Tra i temi prioritari da sviluppare in questa direzione c’è la ricerca di una soluzione con rinegoziazione del debito gravante sulle aree, per restituire quei luoghi alla regia e all’iniziativa pubblica. Questo porterebbe a una inversione di tendenza rispetto al criterio fin qui troppo spesso seguito che sposa la realizzazione degli interventi urbanistici alla disponibilità di qualche soggetto privato a farsene carico (con un debito costo in termini economici e attese volumetriche) indipendentemente dalla natura delle funzioni proposte.

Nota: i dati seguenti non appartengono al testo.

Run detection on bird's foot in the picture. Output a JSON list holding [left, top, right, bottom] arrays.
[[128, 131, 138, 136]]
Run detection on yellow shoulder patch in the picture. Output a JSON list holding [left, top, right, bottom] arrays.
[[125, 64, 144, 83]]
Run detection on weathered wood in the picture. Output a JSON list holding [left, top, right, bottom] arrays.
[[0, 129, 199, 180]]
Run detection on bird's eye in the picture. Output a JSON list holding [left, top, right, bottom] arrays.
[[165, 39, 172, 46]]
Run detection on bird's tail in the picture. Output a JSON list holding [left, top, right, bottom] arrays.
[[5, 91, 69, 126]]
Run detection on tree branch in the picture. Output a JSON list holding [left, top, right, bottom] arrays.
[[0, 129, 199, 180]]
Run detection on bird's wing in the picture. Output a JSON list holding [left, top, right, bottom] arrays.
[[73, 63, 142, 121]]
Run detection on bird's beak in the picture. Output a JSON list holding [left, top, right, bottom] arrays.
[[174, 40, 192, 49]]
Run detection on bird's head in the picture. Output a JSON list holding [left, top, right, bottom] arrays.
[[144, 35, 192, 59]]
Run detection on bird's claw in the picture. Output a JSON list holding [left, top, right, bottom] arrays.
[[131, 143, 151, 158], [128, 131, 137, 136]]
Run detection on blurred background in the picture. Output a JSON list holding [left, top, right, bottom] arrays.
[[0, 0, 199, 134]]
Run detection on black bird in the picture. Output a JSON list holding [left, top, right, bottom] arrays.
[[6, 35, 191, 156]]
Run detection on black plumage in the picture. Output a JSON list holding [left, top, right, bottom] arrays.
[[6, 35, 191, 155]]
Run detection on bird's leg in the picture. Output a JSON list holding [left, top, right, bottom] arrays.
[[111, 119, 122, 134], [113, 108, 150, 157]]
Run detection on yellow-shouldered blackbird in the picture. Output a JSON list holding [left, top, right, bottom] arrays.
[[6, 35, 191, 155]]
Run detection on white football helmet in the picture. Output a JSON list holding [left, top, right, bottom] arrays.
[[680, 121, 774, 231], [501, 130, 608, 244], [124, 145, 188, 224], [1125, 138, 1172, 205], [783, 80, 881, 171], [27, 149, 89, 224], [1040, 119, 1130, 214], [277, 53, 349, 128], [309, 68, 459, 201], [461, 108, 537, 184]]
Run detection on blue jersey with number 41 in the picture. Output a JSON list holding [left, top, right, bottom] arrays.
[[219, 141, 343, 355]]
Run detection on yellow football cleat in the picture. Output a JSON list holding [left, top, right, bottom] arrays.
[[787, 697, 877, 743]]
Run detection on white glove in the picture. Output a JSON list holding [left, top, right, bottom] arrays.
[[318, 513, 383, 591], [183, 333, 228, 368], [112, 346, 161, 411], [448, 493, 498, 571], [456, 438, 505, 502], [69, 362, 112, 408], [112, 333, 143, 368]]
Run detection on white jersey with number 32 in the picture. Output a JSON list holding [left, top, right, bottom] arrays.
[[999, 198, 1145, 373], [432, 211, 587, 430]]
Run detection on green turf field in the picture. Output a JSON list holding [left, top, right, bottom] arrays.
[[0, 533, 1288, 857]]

In secondo luogo, è necessaria una riflessione sulle caratteristiche effettive (e non auspicate) delle aree in gioco e sulla capacità che queste hanno di rispondere positivamente all’insediamento di funzioni urbane “pubbliche” e strategiche in grado di inserirsi in un disegno di prospettiva per la gestione dell’area metropolitana milanese. Eventuali rilocalizzazioni devono superare le attuali criticità presenti nel contesto metropolitano (ad esempio aree attrezzate per la logistica e produzione) piuttosto che generare ulteriori fattori di indeterminatezza legati all’andamento del mercato immobiliare come fatalmente accadrebbe con lo spostamento di funzioni pubbliche pregiate dalla zona di Città Studi.

Ovviamente questo processo deve vedere impegnate direttamente le Amministrazioni interessate che dovrebbero attivare da subito strutture tecnico-politiche dedicate.

Rispetto a queste questioni chissà se il Sindaco Pisapia che si è appena smarcato dalle incombenze di un secondo mandato ma che ha ancora un anno di lavoro importante da fare, sarà in grado di cogliere l’occasione di lasciare a Milano una diversa eredità di Expo2015 e dare un segno di forte discontinuità rispetto alle politiche urbanistiche fin qui attuate.